PROJECT Fonds – Klagen
Im PROJECT Wohnen Fünf Metropolen hat am 19. März 2026 eine erste mündliche Verhandlung vor dem Landgericht Nürnberg stattgefunden. Das Gericht war ausgezeichnet vorbereitet und hat sich aufmerksam mit den Argumenten beider Seiten auseinandersetzt. Im Anschluss daran haben beide Seiten Schriftsatzrechte zu Einzelfragen erhalten, wovon beide Seite Gebrauch gemacht haben. Nunmehr erwarten wir eine Entscheidung des Gerichts.
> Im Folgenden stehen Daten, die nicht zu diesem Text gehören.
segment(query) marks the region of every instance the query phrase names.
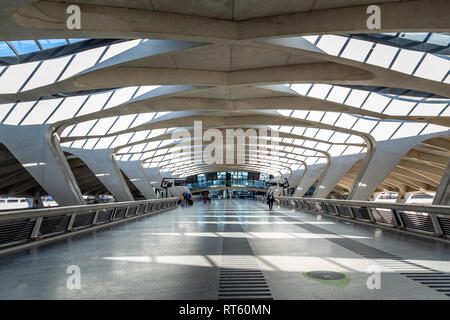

Wir haben den Eindruck gewonnen, dass die Chancen der Kläger gut sind; das wäre dann zugleich ein positives Signal für die Klagen in allen anderen PROJECT-Fonds. Dies umso mehr, als es sich bei dem PROJECT Wohnen Fünf Metropolen um einen sog. Spezial-AIF handelt, der sich an „semi-professionelle Investoren“ wendet und ab einer Mindest-Beteiligungssumme von EUR 200.000 gezeichnet werden konnte. Wenn wir das Gericht davon überzeugen können, dass sogar diese „semi-professionellen Investoren“ unzureichend aufgeklärt worden sind, dann gilt das für die „normalsterblichen“ Anleger der Publikums-Fonds der PROJECT-Gruppe erst recht, denn deren Aufklärungsbedarf ist definitionsgemäß noch höher.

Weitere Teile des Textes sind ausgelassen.